Time flies

Steph Chambers photo

Worrying that games are lasting too long, Major League Baseball announces 69 years ago today that pitchers must deliver the ball within 20 seconds of toeing the rubber.

Sounds reasonable, if only put into practical use back in 1955 rather than only simply existing on paper.

Now imagine how much quicker the games of the next couple of generations would last if Major League Baseball has the foresight to truly apply those rules to slow-moving batters like Mike Hargrove, Nomar Garciaparra and David Ortiz, as well as to commercial-driven ESPN and its desire to make every Yankee-Red Sox game last as long as a Leon Uris novel.

Turns out that Major League Baseball needs 68 years before actually following its newfangled rule from 1955 as it finally introduces a hard-and-fast pitch clock in the majors in 2023.

So, what happens?

After 68 years of not following its own rules, Major League Baseball sees a significant improvement on the length of its games, going from a staggering average of 3 hours and 4 minutes in 2022 to a zippier 2:40 in 2023.

New York Times photo

That would be a total savings of nearly 65 hours of game time per team over the course of a full season.
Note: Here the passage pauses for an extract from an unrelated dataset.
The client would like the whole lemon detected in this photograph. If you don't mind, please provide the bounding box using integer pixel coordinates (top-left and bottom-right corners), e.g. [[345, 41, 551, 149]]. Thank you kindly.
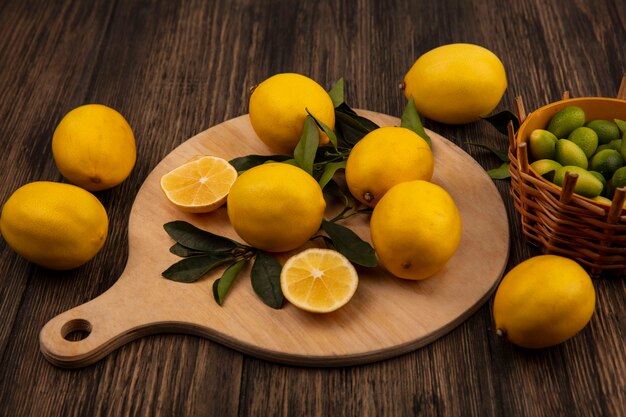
[[404, 43, 507, 124], [0, 181, 109, 269], [370, 180, 462, 279], [346, 127, 434, 207], [493, 255, 596, 348], [52, 104, 137, 191], [226, 163, 326, 252], [249, 73, 335, 154]]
Predictably, not everyone likes the pitch clock.

“Having a pitch clock, if you have ball-strike implications, that’s messing with the fabric of the game,” Hall of Fame-bound pitcher Max Scherzer says of the clock, which starts in 2015 in the minor leagues.

“There’s no clock in baseball,” Scherzer says, “and there’s no clock in baseball for a reason.”

Just as predictably, not everyone agrees with Scherzer’s tick-tock take.

“Let’s be very clear,” says former pitcher Curt Schilling, who like Scherzer owns a Hall of Fame-worthy resume. “The only pitchers that will be affected by the pitch clock are pitchers that suck.

“No good pitcher is going to be bothered by the pitch clock,” Schilling says. “Good pitchers never, never will be affected by the clock because good pitchers always work fast.”